Figure 7. Spatial cross-validation results and freeze-thaw data distribution by station. Stations from Manitoba are shaded in light blue, Alberta in light green, Saskatchewan in light pink, and Québec in light orange. (A) Station spatial cross-validation scores (accuracy and F1-score); (B) frequency of freeze and thaw occurrences at each station. The blue and red bars in the background represent the number of frozen (≥0.5) and thawed (<0.5) occurrences, respectively, for each year, revealing the temporal variability of freeze-thaw events.

The mean temporal cross-validation model accuracy and F1-score are 0.81 and 0.80, respectively, indicating overall consistent performance across all years (Figure 8). This stable performance across years highlights the model’s ability to transfer to years not used in model training, despite annual class imbalance having only a slight impact on cross-validated accuracy.

Figure 8
Bar and line chart depicting accuracy and F1-score from 2016 to 2023. Red dots represent accuracy, and blue triangles represent F1-score. Background bars indicate thawed (red) and frozen (blue) observations. Both scores generally stay between 0.79 and 0.83.
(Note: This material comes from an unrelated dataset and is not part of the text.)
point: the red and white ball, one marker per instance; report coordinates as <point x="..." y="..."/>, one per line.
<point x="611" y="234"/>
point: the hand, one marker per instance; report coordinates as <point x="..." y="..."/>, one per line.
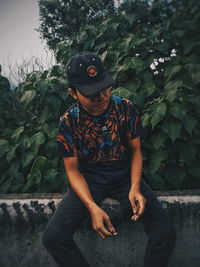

Figure 8. Temporal model cross-validation scores and annual FT frequency distribution (October-June period). Model performance is presented using accuracy and F1-score metrics (red and blue dots), while the secondary Y-axis shows the number of thawed (blue) and frozen (red) occurrences for each validation fold (left-out year).

3.6 FT binary and probability-based models to soil freezing probability

The optimized RF regression model using all potential predictors predicted the observed soil freezing probability with an R2 of 0.50 and an RMSE of 0.32 (Figure 9A). Using VHEFTA as sole predictor in the RF regression model yielded comparable performance, with an R2 of 0.46 and an RMSE of 0.31 (Figure 9B). The scatter plots of predicted/observed probabilities against VHEFTA show considerable scatter in observed probabilities compared to model predictions. Observed freezing probabilities are strongly clustered near 0 and 1, corresponding to strong thawed and freezing conditions, while intermediate probability values indicate transitional FT states. Hence the RF regression model has limited ability to accurately predict transitional FT phases but appears better to capture the thawed/frozen extremes.

Figure 9
Scatter plots comparing observed and predicted soil freezing probabilities against a variable V_HEFTA. Panel A shows R-squared value of 0.50 and RMSE of 0.32, while panel B shows R-squared value of 0.46 and RMSE of 0.31. Blue dots represent observed probabilities, and red dots represent predicted probabilities.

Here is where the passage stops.